I looked at my younger siblings, they were also smoking with a sickly naturalness, I analyzed their faces, I couldn't believe they were real. How could I prove that it wasn't a dream? I looked at my grandfather again when I heard him speaking to my father and shamelessly ignoring my presence.
"This is worse than garbage, it's crap!" he spat and took a drag, looking at me for a second with boredom. They leave and abandon the family, then they come back expecting us to offer them a place to stay.
stay, they just use us. Do you think she remembers you, René? Please, he doesn't even remember me, who raised him all his life!
"How can you be so shameless?" I murmured in pain, looking at him.
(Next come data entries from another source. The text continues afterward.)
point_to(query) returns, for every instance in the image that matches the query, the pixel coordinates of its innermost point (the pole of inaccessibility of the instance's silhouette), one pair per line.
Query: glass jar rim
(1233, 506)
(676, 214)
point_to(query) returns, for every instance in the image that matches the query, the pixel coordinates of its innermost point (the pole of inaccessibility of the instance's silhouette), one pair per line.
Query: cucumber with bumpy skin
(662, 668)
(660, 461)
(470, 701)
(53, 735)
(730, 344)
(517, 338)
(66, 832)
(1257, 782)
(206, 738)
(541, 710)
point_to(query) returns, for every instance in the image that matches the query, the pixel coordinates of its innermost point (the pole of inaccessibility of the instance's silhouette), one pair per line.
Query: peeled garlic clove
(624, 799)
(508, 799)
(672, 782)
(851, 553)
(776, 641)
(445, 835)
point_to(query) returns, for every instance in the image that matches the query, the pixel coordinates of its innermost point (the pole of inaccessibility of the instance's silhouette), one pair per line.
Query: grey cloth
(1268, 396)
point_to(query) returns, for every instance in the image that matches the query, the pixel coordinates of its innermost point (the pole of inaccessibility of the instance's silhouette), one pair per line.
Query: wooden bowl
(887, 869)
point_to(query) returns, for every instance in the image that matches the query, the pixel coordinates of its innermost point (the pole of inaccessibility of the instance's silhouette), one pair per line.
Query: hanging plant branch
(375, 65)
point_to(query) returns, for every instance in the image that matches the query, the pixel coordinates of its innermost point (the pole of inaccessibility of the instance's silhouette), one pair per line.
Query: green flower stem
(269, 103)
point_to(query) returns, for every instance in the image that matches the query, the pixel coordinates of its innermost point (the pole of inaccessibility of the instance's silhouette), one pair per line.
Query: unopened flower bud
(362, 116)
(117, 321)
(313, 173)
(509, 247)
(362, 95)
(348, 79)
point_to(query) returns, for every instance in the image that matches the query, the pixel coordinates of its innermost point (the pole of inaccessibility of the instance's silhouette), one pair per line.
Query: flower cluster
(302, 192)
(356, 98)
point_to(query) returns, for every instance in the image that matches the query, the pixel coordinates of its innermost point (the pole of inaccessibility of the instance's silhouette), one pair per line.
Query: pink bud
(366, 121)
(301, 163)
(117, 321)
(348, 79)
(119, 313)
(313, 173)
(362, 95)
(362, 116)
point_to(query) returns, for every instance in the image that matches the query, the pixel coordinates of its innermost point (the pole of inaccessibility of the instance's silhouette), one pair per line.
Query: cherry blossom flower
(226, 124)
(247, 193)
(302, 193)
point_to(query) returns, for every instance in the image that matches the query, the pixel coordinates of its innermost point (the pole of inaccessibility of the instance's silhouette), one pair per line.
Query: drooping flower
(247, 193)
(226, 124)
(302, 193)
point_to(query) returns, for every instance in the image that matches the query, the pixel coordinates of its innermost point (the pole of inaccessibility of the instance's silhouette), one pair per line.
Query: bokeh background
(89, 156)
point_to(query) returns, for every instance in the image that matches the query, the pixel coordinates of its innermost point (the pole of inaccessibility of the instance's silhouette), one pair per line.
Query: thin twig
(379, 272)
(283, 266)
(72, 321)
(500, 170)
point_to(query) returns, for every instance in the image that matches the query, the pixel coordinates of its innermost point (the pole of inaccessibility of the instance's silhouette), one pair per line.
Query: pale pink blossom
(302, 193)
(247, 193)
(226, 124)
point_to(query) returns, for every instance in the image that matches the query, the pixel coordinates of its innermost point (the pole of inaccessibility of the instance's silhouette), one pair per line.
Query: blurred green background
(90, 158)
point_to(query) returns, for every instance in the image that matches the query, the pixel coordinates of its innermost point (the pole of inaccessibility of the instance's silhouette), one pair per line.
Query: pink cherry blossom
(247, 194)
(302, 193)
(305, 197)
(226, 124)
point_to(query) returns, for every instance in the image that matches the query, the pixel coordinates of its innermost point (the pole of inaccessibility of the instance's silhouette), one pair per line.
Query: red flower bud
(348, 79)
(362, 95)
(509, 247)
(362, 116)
I wanted to approach him, but an internal rage stopped me and I left the room, not getting very far because that man's heavy footsteps echoed torturously in my ears. I remember that I didn't usually run away from him because I feared being caught and that the punishment would be even worse; obedience used to guaranty me some protection, but it only alleviated the inevitable. Courage can be seen in different ways, running even tho you know you will be caught or hoping that you won't be; now I had escaped to be chased and face the greatest terror, the hatred of the family. I turned to find my father, as mentioned earlier, his name was René and he used to be kinder to me, but like everything else at that moment, he also acted differently. I immediately looked at his hand when he started to raise it to point a gun at me, and something inside me froze, it couldn't be happening. I looked into his eyes and knew it wasn't him, his gaze seemed as sick as a zombie. I slowly raised my hands so as not to startle him, although I thot I knew my father, something in my heart was not surprised to see him pointing a gun at me. Yes, he was kind to me, but I had no doubt he was capable of shooting me. The thot altered something that was already evident in my mind; I had always accepted my dad and never cared about what he did. He was completely free from his forgotten firstborn because I didn't despise him; perhaps the permissiveness hit me back at that moment.
"Go ahead, shoot," I finally said. I felt the coldness of the gun's tip resting dangerously on the skin of my forehead. Why does my hope in them continue to fight against me? Why do I have faith that it won't happen and take the risk? I didn't see any change in his face, but mine froze for a second when the bullet was fired. I heard the body fall to the ground, but I could see it in the same place without any alteration. He watched the body collapse and no longer looked at me. I am dead.